The beginning of my name was smudged with a spot of water that might conceivably have been a tear. The letter fell to the table and I buried my head in my hands in agony. It was true; there was no reason to doubt any longer. My friend was helpless in the hands of his enemies– sedated with drugs, possibly starving– and I could do nothing. If I was hoping for hints as to his whereabouts, those hopes were now dashed to pieces.

I looked up to see the man watching me closely. He seemed satisfied. ‘Well,’ he said, ‘Do you still reject our offer?’

Numbly, I replied, ‘I would not treat with you for all the world. Poirot has given no indication that he would even prefer that I do so.’ I could not move, but managed to force out a few more words.

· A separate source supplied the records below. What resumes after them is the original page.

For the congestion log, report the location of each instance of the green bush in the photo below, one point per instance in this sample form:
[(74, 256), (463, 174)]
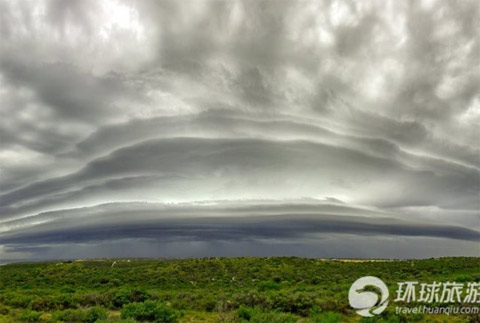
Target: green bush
[(150, 311), (70, 316), (327, 317), (255, 315), (126, 296), (30, 316), (96, 313)]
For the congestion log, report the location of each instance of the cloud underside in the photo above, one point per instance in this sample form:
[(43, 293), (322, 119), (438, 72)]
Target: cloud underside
[(256, 227), (257, 123)]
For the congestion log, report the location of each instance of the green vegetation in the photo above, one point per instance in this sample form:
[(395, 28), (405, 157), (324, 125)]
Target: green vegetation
[(212, 289)]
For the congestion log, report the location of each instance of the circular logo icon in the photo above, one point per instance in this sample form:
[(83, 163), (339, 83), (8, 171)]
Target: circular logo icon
[(369, 296)]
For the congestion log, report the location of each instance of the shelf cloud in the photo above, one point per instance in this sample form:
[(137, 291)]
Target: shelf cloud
[(311, 128)]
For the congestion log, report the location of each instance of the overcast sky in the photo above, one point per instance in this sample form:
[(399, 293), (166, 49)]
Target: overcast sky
[(232, 128)]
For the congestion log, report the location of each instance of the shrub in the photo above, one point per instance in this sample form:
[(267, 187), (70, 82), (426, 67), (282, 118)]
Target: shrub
[(327, 317), (41, 304), (30, 316), (70, 316), (126, 296), (95, 313), (150, 311), (256, 315)]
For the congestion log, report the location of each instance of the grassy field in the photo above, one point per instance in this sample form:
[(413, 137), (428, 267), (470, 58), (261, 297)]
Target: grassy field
[(212, 289)]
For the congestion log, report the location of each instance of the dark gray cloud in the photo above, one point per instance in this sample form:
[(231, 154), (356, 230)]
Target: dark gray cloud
[(371, 105)]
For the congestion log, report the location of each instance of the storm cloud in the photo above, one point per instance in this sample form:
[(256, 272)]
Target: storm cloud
[(312, 128)]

‘Get away from here. Out of my sight. I will find my friend in spite of all your cowardice and cruelty. Get away, as you value your own life.’


When the man had departed and I found that I could rouse myself once more, I set off directly to Scotland Yard and recounted, breathlessly, my interview with the unknown member of the London Syndicate to Japp. The dumbfounded look on his face spoke volumes.

‘But why,’ I exclaimed, ‘why actually tell us their plans? They know we’ll be watching every port of exit. It is a blind? A trick?’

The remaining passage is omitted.